Mobile TV engages a significant number of stakeholders: mobile operators, content providers, broadcasters and handset providers, and the models for revenue split are still forming as relationships between mobile operators and content providers develop. Users are unlikely to pay for premium operator branded TV content in the way that they do for more conventional mobile content. As with mobile music and gaming, Informa Telecoms & Media predicts the final revenue splits will be in favor of the content providers, as users will not pay for mobile TV without the guarantee of familiar, compelling content.

Mobile TV will be adopted at different rates in different regions as the necessary broadcast infrastructure is put in place and as handsets begin to proliferate. Asia-Pacific will lead the way with 95.1 million anticipated subscribers by 2011, as innovative services from Korean operators continue to gain traction in that market and China and Japan follow suit.
Europe, with its relatively advanced infrastructure will see 68.7 million subscribers by 2011, with spikes as operators launch services to coincide with the 2006 Fifa World Cup and again in 2009 when a more complete infrastructure base is likely to be achieved. Middle East and Africa will follow with 9.5 million subscribers in 2011 and The Americas with 9.1 million.

"TV is a medium that everyone understands, and so is mobile. Combining the two in the imagination of consumers is not as great a challenge as it is for other forms of mobile entertainment," commented McQueen. "But whilst people buy into the idea of mobile TV, some of the finer details are yet to be fully resolved: finding a suitable price point and delivering compelling content to name two. This year we think we will see these issues begin to be fully resolved and the rapid uptake of mobile TV devices and services will commence," concluded McQueen.

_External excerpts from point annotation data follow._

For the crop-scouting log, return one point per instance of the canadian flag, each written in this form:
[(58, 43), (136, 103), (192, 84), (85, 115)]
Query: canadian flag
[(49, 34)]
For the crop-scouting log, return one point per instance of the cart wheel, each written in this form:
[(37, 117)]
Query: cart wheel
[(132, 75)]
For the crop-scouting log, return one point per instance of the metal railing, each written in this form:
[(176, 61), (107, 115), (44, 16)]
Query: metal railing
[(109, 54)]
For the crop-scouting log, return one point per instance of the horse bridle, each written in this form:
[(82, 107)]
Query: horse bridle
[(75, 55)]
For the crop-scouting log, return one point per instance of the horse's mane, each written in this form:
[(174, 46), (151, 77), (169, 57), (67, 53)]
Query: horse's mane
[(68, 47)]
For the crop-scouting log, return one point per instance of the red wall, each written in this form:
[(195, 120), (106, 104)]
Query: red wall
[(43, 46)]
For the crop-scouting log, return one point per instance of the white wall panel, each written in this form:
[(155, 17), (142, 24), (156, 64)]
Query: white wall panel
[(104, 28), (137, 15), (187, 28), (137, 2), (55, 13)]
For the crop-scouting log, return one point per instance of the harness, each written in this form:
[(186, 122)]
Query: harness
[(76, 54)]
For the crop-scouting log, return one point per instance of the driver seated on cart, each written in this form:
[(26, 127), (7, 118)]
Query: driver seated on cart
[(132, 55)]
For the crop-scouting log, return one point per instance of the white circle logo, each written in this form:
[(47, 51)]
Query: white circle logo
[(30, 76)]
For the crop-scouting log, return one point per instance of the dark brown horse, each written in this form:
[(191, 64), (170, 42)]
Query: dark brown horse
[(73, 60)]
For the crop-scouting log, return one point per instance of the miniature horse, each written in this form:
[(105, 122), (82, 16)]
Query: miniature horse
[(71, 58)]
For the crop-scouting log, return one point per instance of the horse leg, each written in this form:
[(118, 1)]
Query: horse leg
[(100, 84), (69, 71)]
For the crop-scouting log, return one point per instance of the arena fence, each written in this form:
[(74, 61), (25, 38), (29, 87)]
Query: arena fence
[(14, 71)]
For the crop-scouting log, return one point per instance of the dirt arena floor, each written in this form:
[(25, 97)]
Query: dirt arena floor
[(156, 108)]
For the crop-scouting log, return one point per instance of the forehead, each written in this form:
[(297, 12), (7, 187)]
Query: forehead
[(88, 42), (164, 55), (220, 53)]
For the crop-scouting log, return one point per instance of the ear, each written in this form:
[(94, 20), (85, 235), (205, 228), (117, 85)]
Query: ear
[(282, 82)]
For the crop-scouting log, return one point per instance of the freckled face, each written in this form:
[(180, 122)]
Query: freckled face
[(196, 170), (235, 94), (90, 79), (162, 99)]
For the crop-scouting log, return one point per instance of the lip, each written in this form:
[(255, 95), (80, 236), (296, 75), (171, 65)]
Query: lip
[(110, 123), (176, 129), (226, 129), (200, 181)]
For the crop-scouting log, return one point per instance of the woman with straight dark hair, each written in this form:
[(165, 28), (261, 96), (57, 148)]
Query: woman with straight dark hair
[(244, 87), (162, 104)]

Interesting report but as much as I believe in mobile TV, as a serious value added service for mobile devices as well, I think users wants to get the full access to real TV channels, not predefined mobile TV channels with selected content. The charm and benefit of having the TV in the pocket must that users can access the channels they missed to watch, because they are not at home. Personally I don't believe in this kill time scenario, where customers sits bored in front of their mobile device and watch something preconfigured, no customers want to watch real time TV as a kind of place shift service. Predefined video channels can be an addition only like a video on demand service. IMHO this is something the industry (mobile operators and broadcasters) needs to figure out to make mobile TV a success, it's not a question of technology aka DMB vs. DVB-H since this can and will be solved anyway.